Hydraulic cements and limes are those that can set under water because the water used in the mixing becomes part of the crystal of concrete in the first instance, and calcium carbonate in the second.
In the simplest terms, hydraulic cement does not need to be exposed to the atmosphere in order to harden and achieve its strength because the embedded water does not need to leave; it joins the other substances to form a new molecular structure. This is fluid in motion, leaving its liquid state and becoming part of a very durable solid. The word "set" refers to this process, and in this context is the antonym of the word "dry" that refers to such nonhydraulic mixes as mud and most limes in which the water is liberated into the atmosphere.

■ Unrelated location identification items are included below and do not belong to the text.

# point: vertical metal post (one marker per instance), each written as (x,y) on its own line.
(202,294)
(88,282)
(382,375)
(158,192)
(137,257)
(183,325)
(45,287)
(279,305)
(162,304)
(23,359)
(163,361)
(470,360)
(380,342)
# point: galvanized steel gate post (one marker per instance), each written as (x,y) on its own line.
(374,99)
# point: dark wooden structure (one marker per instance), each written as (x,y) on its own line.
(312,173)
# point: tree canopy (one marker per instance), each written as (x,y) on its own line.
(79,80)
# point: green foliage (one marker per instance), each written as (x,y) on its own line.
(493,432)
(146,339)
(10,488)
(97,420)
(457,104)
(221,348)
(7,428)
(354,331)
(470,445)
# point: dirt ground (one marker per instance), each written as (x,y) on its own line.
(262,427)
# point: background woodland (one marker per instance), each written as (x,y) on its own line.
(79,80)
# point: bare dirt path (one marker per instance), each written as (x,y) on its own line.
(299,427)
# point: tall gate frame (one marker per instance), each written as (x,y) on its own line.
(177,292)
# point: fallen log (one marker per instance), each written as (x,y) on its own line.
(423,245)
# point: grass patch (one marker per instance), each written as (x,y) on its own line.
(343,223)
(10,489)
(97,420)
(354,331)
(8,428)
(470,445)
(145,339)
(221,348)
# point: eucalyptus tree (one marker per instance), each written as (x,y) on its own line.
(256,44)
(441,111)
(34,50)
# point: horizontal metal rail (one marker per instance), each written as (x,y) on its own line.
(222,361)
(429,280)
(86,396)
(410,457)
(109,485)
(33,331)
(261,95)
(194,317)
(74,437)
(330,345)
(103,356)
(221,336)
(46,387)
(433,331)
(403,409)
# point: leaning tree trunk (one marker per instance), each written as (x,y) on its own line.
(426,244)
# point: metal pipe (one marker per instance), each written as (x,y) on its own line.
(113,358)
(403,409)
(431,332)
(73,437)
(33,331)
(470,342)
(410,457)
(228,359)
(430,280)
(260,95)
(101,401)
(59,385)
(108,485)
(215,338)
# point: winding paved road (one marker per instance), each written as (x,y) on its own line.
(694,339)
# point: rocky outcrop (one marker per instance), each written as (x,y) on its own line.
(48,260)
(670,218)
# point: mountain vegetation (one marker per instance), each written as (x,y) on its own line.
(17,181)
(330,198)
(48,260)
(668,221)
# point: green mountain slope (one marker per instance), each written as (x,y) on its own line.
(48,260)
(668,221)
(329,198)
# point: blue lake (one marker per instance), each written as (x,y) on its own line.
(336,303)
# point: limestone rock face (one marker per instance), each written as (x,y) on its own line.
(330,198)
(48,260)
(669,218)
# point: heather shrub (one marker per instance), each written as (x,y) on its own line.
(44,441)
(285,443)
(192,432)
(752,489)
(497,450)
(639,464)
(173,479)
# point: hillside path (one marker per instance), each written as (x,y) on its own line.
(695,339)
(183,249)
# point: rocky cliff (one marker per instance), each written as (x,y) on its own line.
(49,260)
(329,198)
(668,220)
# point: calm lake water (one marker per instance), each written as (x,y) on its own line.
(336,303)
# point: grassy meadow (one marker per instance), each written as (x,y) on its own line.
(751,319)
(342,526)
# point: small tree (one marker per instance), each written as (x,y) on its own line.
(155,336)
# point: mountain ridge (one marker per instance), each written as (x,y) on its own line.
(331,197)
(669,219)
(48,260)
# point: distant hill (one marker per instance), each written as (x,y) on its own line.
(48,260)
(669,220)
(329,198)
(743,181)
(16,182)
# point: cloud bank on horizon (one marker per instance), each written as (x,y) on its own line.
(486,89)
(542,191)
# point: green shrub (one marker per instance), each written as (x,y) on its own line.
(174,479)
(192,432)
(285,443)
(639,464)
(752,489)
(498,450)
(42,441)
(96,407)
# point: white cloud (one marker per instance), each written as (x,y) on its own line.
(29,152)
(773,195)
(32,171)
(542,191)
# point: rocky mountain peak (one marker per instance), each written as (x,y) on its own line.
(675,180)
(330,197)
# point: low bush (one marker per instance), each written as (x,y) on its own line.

Hydraulic cements were first used, as far as we know, by the Romans. That is why the Pantheon and the Coliseum are still standing. The Romans discovered that by adding volcanic ash to lime they had a much more durable mortar than otherwise. The ash came from the vicinity of the southern Italian seaport of Pozzuoli and is therefore called pozzolan. The resulting mortar or plaster is called pozzolanic, a term that has become generic and refers to any material that, though not cementitious in itself, contains constituents that will combine with lime at ordinary temperatures, in the presence of water, to form a stable, insoluble compound. The key word here is insoluble.
When I recommended to my confused client that she use hydraulic lime to cap her parapets, I was calling upon the insoluble properties of the substance to resist the onslaught of direct rain and melting snow. But, you might logically ask, why lime instead of Portland, an extremely durable and readily available hydraulic cement? The answer is vapor permeability.
The low permeability of Portland will allow moisture to gather just under the cap, causing the mud to spall and cove just beneath. The high permeability of lime, on the other hand, will allow the moisture to retreat into the atmosphere without causing the plaster, or the wall, to revert to a plastic state. This, perhaps, is the more salient aspect of fluid in motion apropos hydraulic lime.
Very useful, but who has ever seen a bag of hydraulic lime on the shelf at Home Depot? No one, guaranteed. But it is available and I will be happy to provide the sources to anyone interested.
You can also make your own using mason's lime, which is on the shelf. Fired bricks crushed into dust often contain the reactive aluminum silicates that are the key ingredients of pozzolan. So do the red volcanic cinders that can be bought locally and are used (unfortunately) for landscaping and driveways. You will need to experiment with the quantities of either substance when mixed with commercial lime. Results will depend in large part on the purity of the ground-up material. Vitrified glazes on the bricks as well as sand and other impurities in the cinders will affect the reaction. Nevertheless, I have used both successfully.
So, to my client go apologies for being presumptive and unclear. And to those learning about the properties of pozzolan for the first time, keep in mind the counterintuitive notion that fluids in motion may be key to the conservation of earthen structures.